Prep time: 15 minutes
- 1 1/4 cups oat flour
- 1 cup almond flour
- 1/4 teaspoon salt
- 1/4 teaspoon baking soda
- 1/3 cup organic coconut oil
- 3 tablespoons maple syrup
- 2 tablespoon unsweetened almond milk
- 1 tablespoon vanilla extract
- 1/2 cup dates
- 5 tablespoons maple syrup
- 1/4 cup coconut oil
- 1/2 teaspoon vanilla extract
- 1/4 teaspoon sea salt
- 1 1/2 cups pecans, chopped
Preheat the oven to 350 degrees F
1. For the filling, soak the dates in warm water for 10 minutes, drain, pit and place in a blender.
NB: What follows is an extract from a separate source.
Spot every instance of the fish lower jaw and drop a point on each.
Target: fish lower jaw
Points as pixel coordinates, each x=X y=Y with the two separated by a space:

2. Add the maple syrup, coconut oil, vanilla and salt, blend till smooth.
3. In a bowl, mix the blender contents with the pecans. Set aside.
4. For the dough, mix all the dry ingredients together then add the coconut oil, vanilla, maples syrup and almond milk. Mix thoroughly.
4. Roll the dough into small balls (1 1/2 tablespoon worth) and place on a greased cookie sheet. Lightly flatten the balls and use your fingers to make a well, or indentation resembling a mini pie.
5. Generously fill the cookies with the pecan filling and bake for 10-15 minutes, rotating the cookies 180 degrees after 7 minutes.
6. Take them out and let them completely cool.